Jul 20, 2021 - Politics & Policy

Bipartisan senators unveil bill to claw back Congress' national security powers

Mike Lee with Bernie Sanders and Chris Murphy

Sen. Mike Lee (C) with Sen. Bernie Sanders (L) and Sen. Chris Murphy (R). Photo: Win McNamee/Getty Images

Sens. Chris Murphy (D-Conn.), Bernie Sanders (I-Vt.) and Mike Lee (R-Utah) unveiled draft legislation Tuesday intended to overhaul the role of Congress in national security matters, including by reclaiming authority on war powers, arms exports and national emergency declarations.

Why it matters: All three senators have been critical of the executive branch's unilateral decision-making on key national security issues, including both President Trump and President Biden's attacks against Iran-backed militias in Iraq and Syria without congressional authorization.

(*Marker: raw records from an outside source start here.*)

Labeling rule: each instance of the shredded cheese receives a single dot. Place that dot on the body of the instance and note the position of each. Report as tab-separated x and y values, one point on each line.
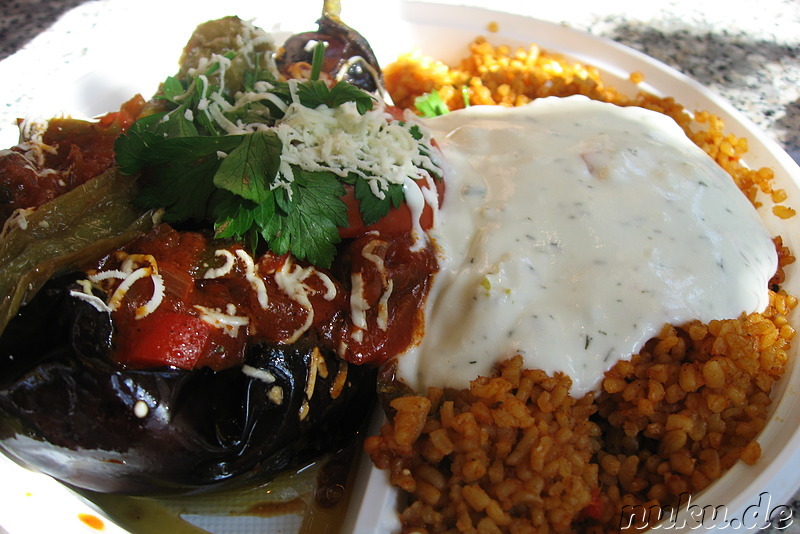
259	374
228	322
252	276
130	272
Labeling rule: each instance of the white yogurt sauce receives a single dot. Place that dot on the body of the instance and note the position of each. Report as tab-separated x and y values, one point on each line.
571	232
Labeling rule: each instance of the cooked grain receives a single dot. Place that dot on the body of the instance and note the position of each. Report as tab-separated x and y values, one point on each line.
515	452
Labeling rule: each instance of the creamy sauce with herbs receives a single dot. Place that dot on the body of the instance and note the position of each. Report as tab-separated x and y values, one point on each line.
572	231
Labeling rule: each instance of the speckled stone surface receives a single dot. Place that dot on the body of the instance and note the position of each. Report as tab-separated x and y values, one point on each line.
746	51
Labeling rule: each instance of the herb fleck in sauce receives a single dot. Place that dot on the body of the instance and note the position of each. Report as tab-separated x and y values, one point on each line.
583	238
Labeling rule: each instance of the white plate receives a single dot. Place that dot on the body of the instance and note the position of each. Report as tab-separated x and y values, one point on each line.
86	66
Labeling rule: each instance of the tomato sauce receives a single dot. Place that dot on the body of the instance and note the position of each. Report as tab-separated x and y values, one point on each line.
296	300
70	153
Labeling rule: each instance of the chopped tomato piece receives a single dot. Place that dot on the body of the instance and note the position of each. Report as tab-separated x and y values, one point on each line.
164	339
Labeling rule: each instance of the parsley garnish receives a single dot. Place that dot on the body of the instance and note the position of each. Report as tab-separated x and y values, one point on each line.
431	104
197	171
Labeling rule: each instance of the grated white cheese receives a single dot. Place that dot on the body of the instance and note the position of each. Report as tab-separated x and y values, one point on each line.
226	321
252	276
94	300
290	280
141	409
358	306
259	374
18	218
130	272
383	307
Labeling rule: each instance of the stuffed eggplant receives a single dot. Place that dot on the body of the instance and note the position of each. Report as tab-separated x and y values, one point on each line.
210	310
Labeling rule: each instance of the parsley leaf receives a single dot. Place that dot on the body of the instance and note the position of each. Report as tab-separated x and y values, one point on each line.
373	208
250	168
196	171
431	104
311	230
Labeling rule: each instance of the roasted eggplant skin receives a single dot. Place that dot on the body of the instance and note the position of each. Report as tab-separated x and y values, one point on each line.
68	411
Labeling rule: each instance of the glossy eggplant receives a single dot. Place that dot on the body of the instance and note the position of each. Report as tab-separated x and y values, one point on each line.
348	56
67	410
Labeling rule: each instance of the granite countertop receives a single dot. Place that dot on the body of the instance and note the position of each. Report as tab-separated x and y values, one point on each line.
747	52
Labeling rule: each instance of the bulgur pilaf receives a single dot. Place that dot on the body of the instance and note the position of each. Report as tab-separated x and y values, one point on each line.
515	452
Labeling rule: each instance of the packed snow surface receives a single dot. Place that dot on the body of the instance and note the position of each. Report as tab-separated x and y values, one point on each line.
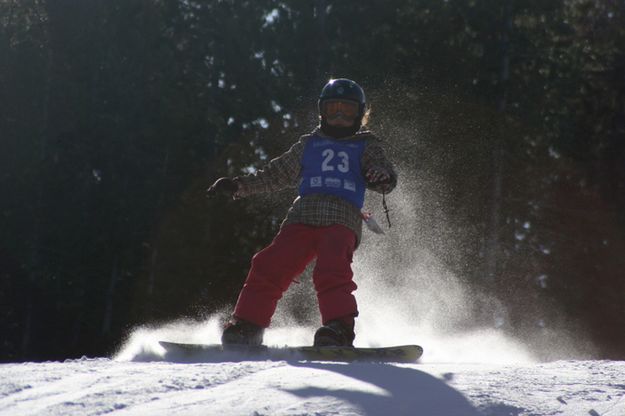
98	386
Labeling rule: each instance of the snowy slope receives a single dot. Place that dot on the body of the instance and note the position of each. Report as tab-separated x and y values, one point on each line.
97	386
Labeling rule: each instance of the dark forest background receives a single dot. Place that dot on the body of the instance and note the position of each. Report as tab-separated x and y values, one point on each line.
116	115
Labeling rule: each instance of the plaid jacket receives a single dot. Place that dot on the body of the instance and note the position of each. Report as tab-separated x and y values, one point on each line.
317	209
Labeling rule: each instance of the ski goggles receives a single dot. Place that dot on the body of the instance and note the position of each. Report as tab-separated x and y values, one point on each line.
334	108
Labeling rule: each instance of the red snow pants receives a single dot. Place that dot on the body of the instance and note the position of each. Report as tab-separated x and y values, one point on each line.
276	266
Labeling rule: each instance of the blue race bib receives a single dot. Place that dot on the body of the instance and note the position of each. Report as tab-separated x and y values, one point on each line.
332	167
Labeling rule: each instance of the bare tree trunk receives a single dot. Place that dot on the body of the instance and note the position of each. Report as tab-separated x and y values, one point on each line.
493	250
35	262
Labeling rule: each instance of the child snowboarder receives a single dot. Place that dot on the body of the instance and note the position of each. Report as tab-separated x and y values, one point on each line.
332	166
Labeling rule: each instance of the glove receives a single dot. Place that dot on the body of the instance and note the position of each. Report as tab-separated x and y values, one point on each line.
377	176
223	186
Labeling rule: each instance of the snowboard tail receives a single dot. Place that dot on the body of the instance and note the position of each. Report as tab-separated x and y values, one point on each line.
400	353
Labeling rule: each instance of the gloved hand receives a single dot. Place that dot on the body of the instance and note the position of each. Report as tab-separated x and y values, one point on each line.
377	176
223	186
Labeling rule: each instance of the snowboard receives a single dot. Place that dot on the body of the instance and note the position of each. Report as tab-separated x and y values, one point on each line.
394	354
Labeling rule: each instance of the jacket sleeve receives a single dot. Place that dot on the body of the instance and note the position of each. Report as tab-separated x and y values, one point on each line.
374	157
281	172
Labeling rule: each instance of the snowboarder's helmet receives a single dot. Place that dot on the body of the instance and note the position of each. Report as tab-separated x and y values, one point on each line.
343	89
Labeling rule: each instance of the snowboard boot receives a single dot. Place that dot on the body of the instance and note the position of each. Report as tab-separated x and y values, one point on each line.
240	332
335	333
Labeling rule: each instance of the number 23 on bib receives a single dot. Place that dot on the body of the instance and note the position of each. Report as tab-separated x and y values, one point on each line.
332	167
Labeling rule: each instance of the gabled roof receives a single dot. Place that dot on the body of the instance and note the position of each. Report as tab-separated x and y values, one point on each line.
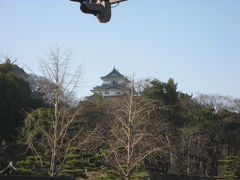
113	74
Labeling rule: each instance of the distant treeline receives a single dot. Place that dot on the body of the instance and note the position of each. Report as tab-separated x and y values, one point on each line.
154	128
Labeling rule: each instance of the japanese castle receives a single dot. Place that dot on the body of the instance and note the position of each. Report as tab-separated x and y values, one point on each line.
114	84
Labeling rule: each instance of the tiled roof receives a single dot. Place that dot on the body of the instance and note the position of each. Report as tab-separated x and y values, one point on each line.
113	74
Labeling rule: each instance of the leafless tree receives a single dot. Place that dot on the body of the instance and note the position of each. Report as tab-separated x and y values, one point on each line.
62	129
134	137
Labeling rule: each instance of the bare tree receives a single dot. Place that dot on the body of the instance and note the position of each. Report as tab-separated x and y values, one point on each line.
134	137
58	129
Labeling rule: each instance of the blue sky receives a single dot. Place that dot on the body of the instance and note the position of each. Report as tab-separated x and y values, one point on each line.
196	42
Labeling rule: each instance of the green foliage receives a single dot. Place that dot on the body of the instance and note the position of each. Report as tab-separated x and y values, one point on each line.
231	168
79	162
33	124
15	100
33	166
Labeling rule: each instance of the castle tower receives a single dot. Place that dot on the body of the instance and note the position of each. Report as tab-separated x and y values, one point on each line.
114	84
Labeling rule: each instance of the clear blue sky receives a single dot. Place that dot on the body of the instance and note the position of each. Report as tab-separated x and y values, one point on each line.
196	42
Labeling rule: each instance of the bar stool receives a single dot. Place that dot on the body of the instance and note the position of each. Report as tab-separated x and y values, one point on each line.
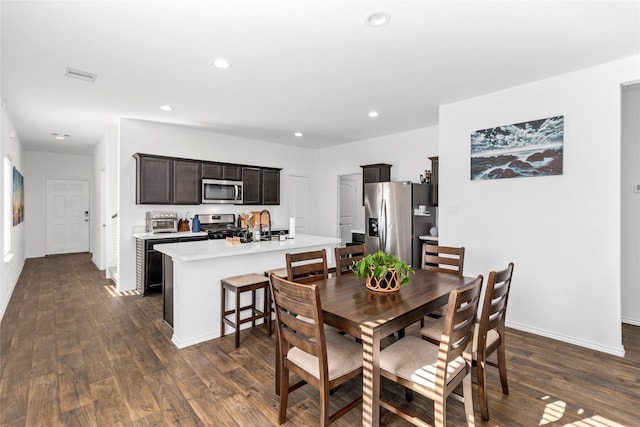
239	285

  • Murphy, Sanders and Lee also co-sponsored legislation during the Trump administration to end U.S. support for the Saudi-led war in Yemen, which has created one of the world's worst humanitarian disasters.
  • “I believe that we have become far too comfortable with the United States engaging in military interventions all over the world, and the time is long overdue for Congress to reassert its constitutional role in matters of war and peace," Sanders said in a statement.

Details, according to a bill summary:

  • War powers reform: The bill would sunset existing Authorizations for the Use of Military Force (AUMFs), outline requirements for future AUMFs, cut off funding for unauthorized military actions, and shorten the 60 day window for the president to end "hostilities" that aren't authorized by Congress.
  • Arms export reform: The bill would require Congress to give an affirmative vote prior to authorizing arms sales of the "most destructive and potentially destabilizing weapons," and would allow controversial items to be removed from group votes approving arm sales.
  • National emergency reform: The bill would require Congress proactively approve emergency declarations (rather than attempt to override them), end "permanent" emergencies that date back decades, and ensure emergency powers are specifically related to the declared emergency.

What to watch: Rep. Jim McGovern (D-Mass.) is expected to unveil similar legislation in the House in the coming weeks.